If you want to screw with the People’s Climate March in DC this Saturday, April 29th, listen to the man who has been called “the most dangerous Secretary of State” this country has ever seen, Rex Tillerson.
With flying cars soon available to the public, watch for Rex and a surprise guest flying over the March. Rex says, “We’re excited about energy-hogging technologies that increase emissions, are dangerous and distracting. We’re showcasing Flying cars in our ‘Fifty Ways to Destroy the Planet’ airshow.”
Wear your Man Hat
Rex says, “The women set the bar high at the Women’s March on Washington and similar events with there hats which crudely celebrated lady parts. Men, and women if you will, let’s one-up them with Man Hats.
Proudly wear your Petroleum-based trojan-hat, be Oil-Positive. Quickly comes down to protect your face in case you need to kiss anyone germ free, or for gas attacks, you healthcare-less fools.”
Stop Divestment with “Solar Cards”
Rex confided, “We’re gonna reel these Eco-Fascists back into the billfold with a “solar power” credit card toy. When they’re high on a spliff, as they call it, give them the toy when they are about to close their bank account. Just say it keeps your money warm or some such. Remember Standing Rock — we can’t let them get close to stopping pipelines. This toy will keep ’em with Bank of America, Chase, and the like. ”
Where to Stay
Rex recommends, “D.C.’s Trump Hotel and Coal Refinery is the place to laugh manically with the elite. That cough from chemicals and coal dust is the price of winning. Trump hotels offer all the impersonality of a major-chain hotel with the reek of fascism in every room, for a price only the Russian mafia can afford.”
“Plus, you get a complimentary grab to the groin at their factory-farmed sausage in a petroleum gravy. Nothing says screw the planet like the synthetic discomfort of Trump Hotel. Pharmaceutical mini-bar contains “Adolf’s Own” regimen of methamphetamine and pain killers, bunker style.”

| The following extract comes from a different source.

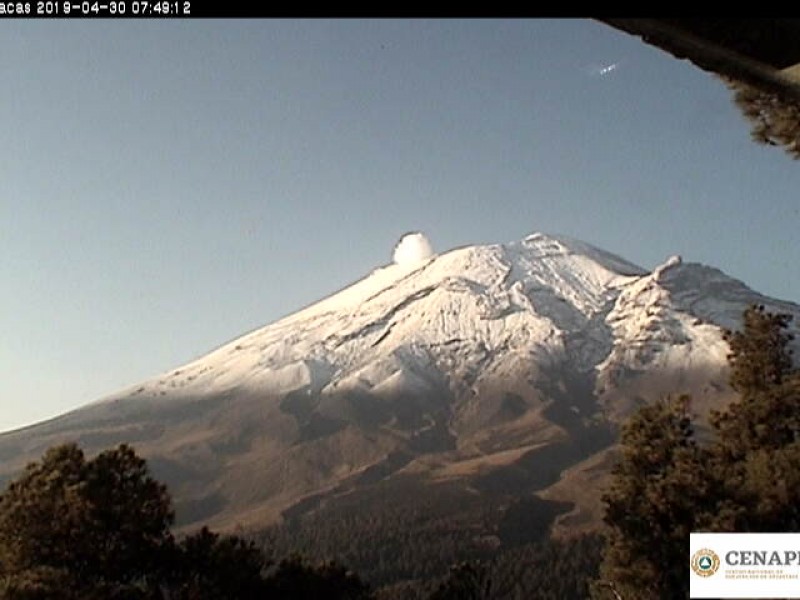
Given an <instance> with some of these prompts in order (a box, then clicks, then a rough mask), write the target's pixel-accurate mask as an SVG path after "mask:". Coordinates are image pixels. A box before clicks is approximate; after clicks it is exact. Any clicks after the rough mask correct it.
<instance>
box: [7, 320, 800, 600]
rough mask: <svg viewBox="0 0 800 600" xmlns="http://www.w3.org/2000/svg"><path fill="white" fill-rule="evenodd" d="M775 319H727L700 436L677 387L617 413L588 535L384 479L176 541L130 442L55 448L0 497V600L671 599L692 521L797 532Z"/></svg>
mask: <svg viewBox="0 0 800 600" xmlns="http://www.w3.org/2000/svg"><path fill="white" fill-rule="evenodd" d="M789 322H790V317H789V316H788V315H780V314H771V313H768V312H767V311H766V310H765V309H764V307H761V306H753V307H750V308H748V310H747V311H746V312H745V314H744V323H743V328H742V330H741V331H736V332H734V331H728V332H726V334H725V338H726V340H727V342H728V344H729V346H730V355H729V362H730V366H731V378H730V383H731V386H732V388H733V389H734V390H735V391H736V392H737V393H738V395H739V397H738V400H737V401H735V402H733V403H732V404H731V405H730V406H729V407H728V408H727V409H726V410H724V411H720V412H715V413H712V415H711V418H710V424H711V426H712V429H713V431H714V436H713V438H712V439H711V440H710V441H706V442H704V443H701V442H700V441H698V440H697V439H696V437H695V434H694V430H693V426H692V422H693V418H694V417H695V415H694V414H693V413H692V404H691V398H689V397H687V396H679V397H677V398H676V399H672V400H664V401H661V402H657V403H655V404H652V405H649V406H644V407H642V408H641V409H640V410H639V411H638V412H637V413H635V414H634V415H632V417H631V418H630V419H629V420H628V421H627V422H626V424H625V425H624V427H623V430H622V436H621V441H620V456H621V458H620V460H619V462H618V464H617V465H616V466H615V467H614V469H613V472H612V484H611V486H610V488H609V489H608V491H607V493H606V494H605V495H604V497H603V502H604V504H605V517H604V520H605V525H606V527H605V531H604V535H603V536H602V537H601V536H600V535H588V536H583V537H578V538H575V539H572V540H566V541H554V540H550V539H549V538H548V537H547V531H548V529H549V526H550V524H551V522H552V520H553V518H554V516H555V515H556V514H558V513H559V512H561V511H562V510H563V508H564V507H563V506H559V505H558V504H556V503H552V502H546V501H543V500H540V499H537V498H535V497H530V498H526V499H518V500H516V501H515V502H512V503H511V504H510V505H509V504H508V499H507V498H505V499H503V498H498V499H497V502H496V504H492V503H491V502H489V503H487V502H486V501H485V500H478V499H474V500H472V501H470V500H469V497H470V496H469V494H466V495H465V494H464V490H463V489H461V488H459V485H458V484H457V483H453V482H451V483H449V484H442V485H441V486H439V487H437V488H436V489H435V490H429V492H435V493H427V494H424V495H423V494H419V493H418V490H419V488H418V487H417V486H415V485H408V487H407V489H404V488H403V485H404V484H403V480H402V479H400V480H398V481H397V482H395V483H392V484H391V485H392V486H394V487H391V488H386V487H382V486H380V485H376V486H372V487H371V488H370V490H369V493H372V494H374V495H375V497H372V498H370V497H369V495H368V494H367V496H363V495H359V496H358V497H357V498H350V499H349V500H348V498H346V497H345V498H343V499H340V501H339V503H338V504H336V503H334V504H333V505H331V506H328V507H323V508H324V510H317V511H314V512H312V513H310V514H309V515H306V516H301V515H296V516H294V517H292V518H290V519H289V520H288V522H287V523H286V524H284V525H283V526H281V527H276V528H271V529H270V530H268V531H265V532H263V533H262V534H261V535H259V536H258V537H256V538H254V539H244V538H242V537H237V536H219V535H217V534H216V533H214V532H211V531H209V530H208V529H201V530H200V531H198V532H195V533H193V534H191V535H189V536H187V537H184V538H182V539H178V538H176V537H175V536H174V535H173V533H172V531H171V528H172V525H173V523H174V511H173V508H172V504H171V499H170V496H169V494H168V492H167V489H166V487H165V486H164V485H163V484H161V483H159V482H158V481H156V480H155V479H154V478H153V477H152V476H151V475H150V473H149V470H148V468H147V465H146V463H145V461H144V460H143V459H141V458H140V457H138V456H137V455H136V453H135V452H134V450H133V449H132V448H130V447H128V446H126V445H122V446H119V447H118V448H115V449H112V450H108V451H106V452H102V453H101V454H99V455H98V456H96V457H95V458H93V459H91V460H87V459H86V457H85V456H84V454H83V451H82V450H81V449H80V448H78V447H77V446H76V445H74V444H66V445H63V446H58V447H54V448H51V449H50V450H48V451H47V452H46V453H45V455H44V456H43V457H42V459H41V460H40V461H37V462H34V463H31V464H30V465H28V467H27V468H26V469H25V471H24V472H23V473H22V475H21V476H20V477H18V478H17V479H15V480H14V481H12V482H11V483H10V484H9V485H8V487H7V488H6V489H5V491H3V492H2V494H0V598H2V599H9V600H50V599H59V600H61V599H63V600H151V599H152V600H155V599H162V600H167V599H168V600H223V599H231V598H236V599H242V600H249V599H254V600H256V599H261V600H272V599H278V598H281V599H298V600H304V599H312V598H313V599H315V600H317V599H322V600H324V599H330V600H339V599H341V600H367V599H375V600H500V599H501V598H502V599H504V600H505V599H511V600H517V599H519V600H522V599H526V600H527V599H531V600H535V599H540V600H549V599H559V600H572V599H575V600H578V599H584V598H587V597H592V598H593V599H595V600H607V599H608V600H611V599H614V600H619V599H622V600H633V599H636V600H650V599H652V600H662V599H663V600H667V599H669V600H672V599H675V598H687V597H688V588H689V580H688V575H687V571H688V569H687V568H686V566H687V565H686V563H687V558H688V556H687V548H688V536H689V533H690V532H692V531H736V532H744V531H786V532H788V531H798V530H800V469H798V465H800V372H799V371H798V370H797V369H795V368H794V366H793V360H792V353H791V350H790V343H791V341H792V336H791V335H790V334H789V333H788V332H787V328H788V324H789ZM407 483H408V482H407ZM414 490H417V493H416V494H415V493H414ZM348 502H349V503H348ZM456 505H457V506H458V510H454V506H456ZM298 552H300V553H302V554H298ZM303 556H305V557H303ZM330 557H336V558H337V559H338V560H340V561H343V563H344V564H347V565H349V566H350V567H351V568H355V570H356V571H358V573H359V574H356V573H354V572H352V571H350V570H348V569H347V568H345V567H344V566H341V565H342V564H343V563H338V562H331V561H330V560H329V559H330Z"/></svg>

Don’t Get a ‘Foggy Bottom’
“A Bunch of farting, filthy, half-naked Hippies. Avoid the Climate Mobilization organization at all costs — their language is obvious. Reducing Emissions? They recently met at Foggy-Bottom Subway stop in DC, but certainly not for an “activist training” as they claim.”
“Foggy-Bottom must be some kind of gender-bending, bean eating slang for I don’t know what kind of satanic, nude abominations (Obama-nations?!). Why are these subway riders not wearing any pants? That man has taken a police cone in the anus, and worse yet is riding a bicycle. The hypocrites say they fight global warming when they cause foggy Emissions with that vegetarian bean food and who-knows-what.”